Hinter den Bildern, Annäherung an die Vergangenheit als Filmessay

Nach Haroun Farockis Aufschub spricht Tobias Ebbrecht (Filmwissenschaftler, HFF Konrad Wolf, Potsdam).
Die Geschichte über die Verfolgung und Ermordung der europäischen Juden ist längst in einer unüberschaubaren Bildersammlung aufgegangen. Hinter den zu reinem Material geronnenen Archivbildern, Rekonstruktionen und Zeugenaussagen verschwinden die Zugänge zu einer Vergangenheit, die die heute Lebenden noch immer herausfordert, mit der Erkenntnis des Bruchs, des Nichtverstehenkönnens konfrontiert und noch das heutige Leben zeichnet.
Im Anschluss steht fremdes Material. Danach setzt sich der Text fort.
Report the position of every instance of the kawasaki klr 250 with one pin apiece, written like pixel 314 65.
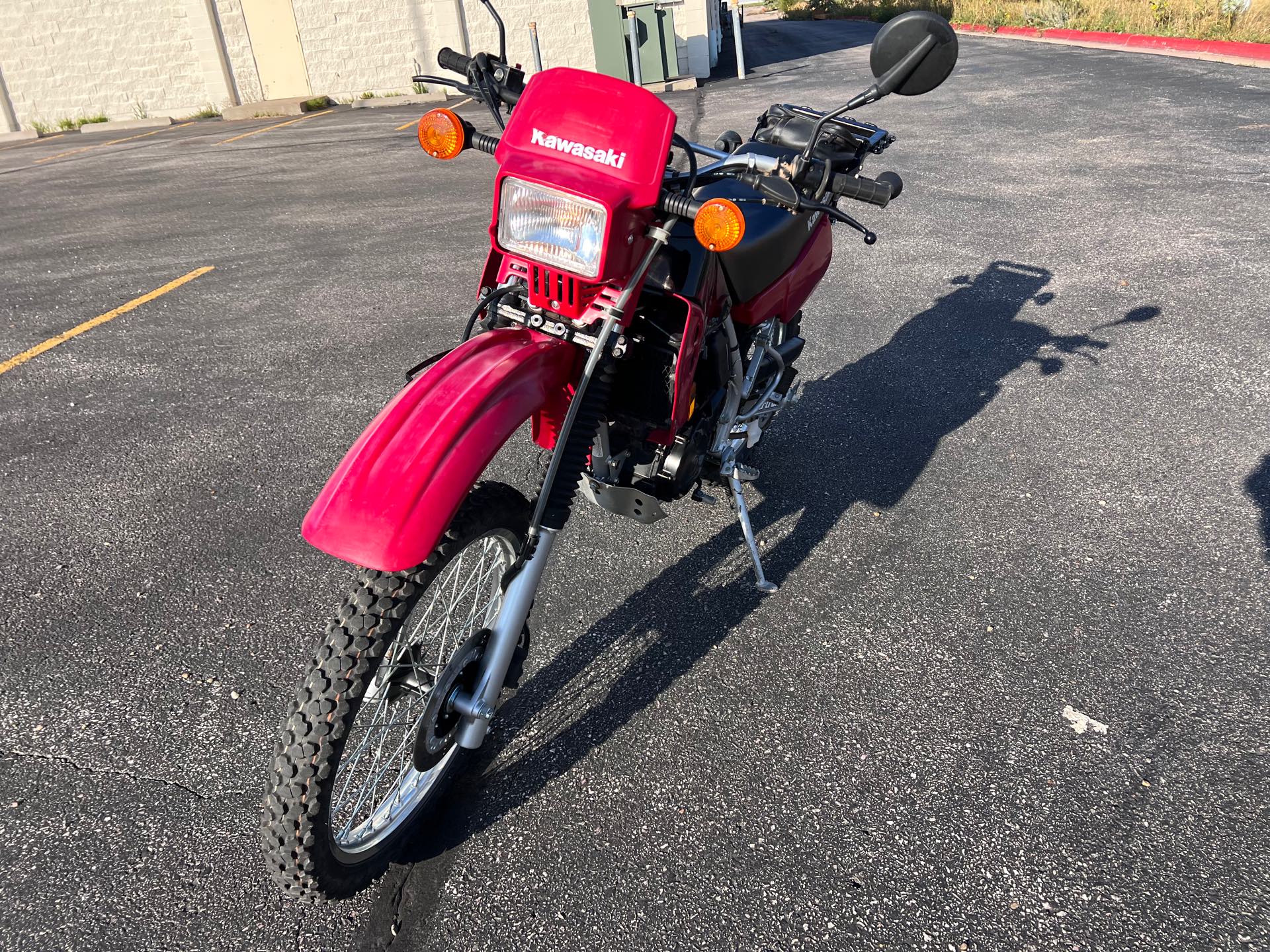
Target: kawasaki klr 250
pixel 642 311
Am Beispiel des Filmemachers Harun Farocki und Romauld Karmakar geht der Vortrag filmischen Versuchen der Befragung von Bildern nach. Der Filmessay überschreitet die Formen (Dokumentarfilm / Spielfilm) ebenso wie die historisierende Perspektive der Geschichtswissenschaft. Hinter den bekannten Bildern werden Formationen sichtbar, die durch die Montage, die konstellative Zusammenstellung oder die subjektive Interpretation Vergangenes aus der Perspektive der Gegenwart befragen.